Datenna
- Type: Private (B.V.)
- Industry: Data intelligence
- Founded: May 2017; 9 years ago in Eindhoven, Netherlands
- Founders: Jaap van Etten; Edward Brinkmann;
- Headquarters: Eindhoven, Netherlands
- Area served: Worldwide
- Key people: Jaap van Etten (CEO); Edward Brinkmann (Chief Innovation Officer); Inge Bryan (Chair);
- Website: datenna.com

= Datenna =

Dutch data intelligence company

Datenna is a Dutch data intelligence company focused on China-related corporate and government data. It is headquartered in Eindhoven, Netherlands.

The company aggregates Chinese-language primary sources — including corporate registries, procurement records, patent filings, and government publications — to map ownership structures and state connections of Chinese entities. Its clients include government agencies, defence organizations, and compliance and corporate users. Datenna also conducts research on European acquisitions by Chinese investors.

== History ==
Datenna was founded in 2017 by Jaap van Etten and Edward Brinkmann. Van Etten had previously worked as a Dutch diplomat, serving as a Science and Technology Attaché at the Dutch embassy in Beijing before launching the company.

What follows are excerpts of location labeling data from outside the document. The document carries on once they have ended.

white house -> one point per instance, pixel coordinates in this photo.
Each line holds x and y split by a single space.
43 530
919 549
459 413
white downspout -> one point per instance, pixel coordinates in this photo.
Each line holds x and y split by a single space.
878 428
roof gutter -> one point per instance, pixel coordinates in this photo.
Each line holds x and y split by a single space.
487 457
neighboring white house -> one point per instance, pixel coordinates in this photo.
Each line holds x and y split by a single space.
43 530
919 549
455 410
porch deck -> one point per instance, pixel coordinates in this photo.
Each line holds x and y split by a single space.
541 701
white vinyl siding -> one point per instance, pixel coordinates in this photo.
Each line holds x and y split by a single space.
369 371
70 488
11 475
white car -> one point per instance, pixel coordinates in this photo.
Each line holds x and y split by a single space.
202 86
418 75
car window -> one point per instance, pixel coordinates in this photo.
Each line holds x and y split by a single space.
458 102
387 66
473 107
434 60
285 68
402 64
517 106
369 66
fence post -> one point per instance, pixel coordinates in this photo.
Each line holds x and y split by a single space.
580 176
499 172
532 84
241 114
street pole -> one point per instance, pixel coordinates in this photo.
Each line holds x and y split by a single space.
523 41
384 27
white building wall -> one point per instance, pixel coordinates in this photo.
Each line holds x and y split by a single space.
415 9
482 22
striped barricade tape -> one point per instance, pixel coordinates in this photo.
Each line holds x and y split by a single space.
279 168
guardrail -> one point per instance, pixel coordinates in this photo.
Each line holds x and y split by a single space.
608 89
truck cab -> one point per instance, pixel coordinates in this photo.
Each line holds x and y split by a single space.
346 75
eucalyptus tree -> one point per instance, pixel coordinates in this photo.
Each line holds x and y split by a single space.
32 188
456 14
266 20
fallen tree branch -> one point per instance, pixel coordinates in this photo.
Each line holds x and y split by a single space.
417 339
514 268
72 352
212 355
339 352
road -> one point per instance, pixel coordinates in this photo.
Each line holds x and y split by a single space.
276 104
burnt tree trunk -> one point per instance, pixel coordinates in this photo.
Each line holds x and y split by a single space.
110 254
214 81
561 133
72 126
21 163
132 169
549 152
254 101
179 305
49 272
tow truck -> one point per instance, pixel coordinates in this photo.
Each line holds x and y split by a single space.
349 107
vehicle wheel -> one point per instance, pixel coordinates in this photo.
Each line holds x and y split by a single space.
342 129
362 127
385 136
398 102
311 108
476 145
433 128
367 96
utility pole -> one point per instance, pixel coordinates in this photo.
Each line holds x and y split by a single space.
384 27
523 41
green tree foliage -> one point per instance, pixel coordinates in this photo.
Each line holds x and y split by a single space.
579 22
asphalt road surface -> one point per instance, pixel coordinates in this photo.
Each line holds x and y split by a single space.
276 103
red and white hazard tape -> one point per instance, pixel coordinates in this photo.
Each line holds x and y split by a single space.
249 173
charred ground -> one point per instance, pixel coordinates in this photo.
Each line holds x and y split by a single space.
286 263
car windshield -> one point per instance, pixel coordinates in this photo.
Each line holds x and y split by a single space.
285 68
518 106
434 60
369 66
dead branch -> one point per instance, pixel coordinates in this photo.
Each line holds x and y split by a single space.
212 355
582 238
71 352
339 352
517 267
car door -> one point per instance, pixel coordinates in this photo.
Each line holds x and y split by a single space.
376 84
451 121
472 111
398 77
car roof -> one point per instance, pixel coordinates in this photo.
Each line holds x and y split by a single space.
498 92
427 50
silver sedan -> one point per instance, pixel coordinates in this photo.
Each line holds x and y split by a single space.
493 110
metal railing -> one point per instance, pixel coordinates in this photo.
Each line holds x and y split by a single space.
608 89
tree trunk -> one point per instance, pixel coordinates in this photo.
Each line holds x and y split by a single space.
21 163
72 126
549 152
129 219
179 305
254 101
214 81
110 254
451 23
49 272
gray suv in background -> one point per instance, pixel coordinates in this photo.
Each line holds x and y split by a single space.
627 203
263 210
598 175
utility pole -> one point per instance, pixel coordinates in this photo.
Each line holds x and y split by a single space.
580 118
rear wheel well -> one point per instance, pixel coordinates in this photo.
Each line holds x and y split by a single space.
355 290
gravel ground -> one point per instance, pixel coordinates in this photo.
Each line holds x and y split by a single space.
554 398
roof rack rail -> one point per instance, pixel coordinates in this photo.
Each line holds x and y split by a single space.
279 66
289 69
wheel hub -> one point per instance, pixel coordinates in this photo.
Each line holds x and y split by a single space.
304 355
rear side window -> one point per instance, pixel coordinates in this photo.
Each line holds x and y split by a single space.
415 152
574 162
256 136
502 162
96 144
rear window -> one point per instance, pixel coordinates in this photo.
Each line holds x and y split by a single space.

Datenna received a soft loan from the Netherlands Enterprise Agency, part of the Dutch government, in 2017.

In 2020, Datenna research showed that the "Chinese government has a stake in 53% of Swiss companies acquired by Chinese firms since 2010." The Ultimate Beneficial Owner (UBO) in the Swiss acquisitions "is either part of the Chinese government, or the Chinese government has a substantial stake in the acquiring company but not a controlling one."

In February 2025, Alex Younger, former Chief of the British Secret Intelligence Service (MI6), joined the company's advisory board.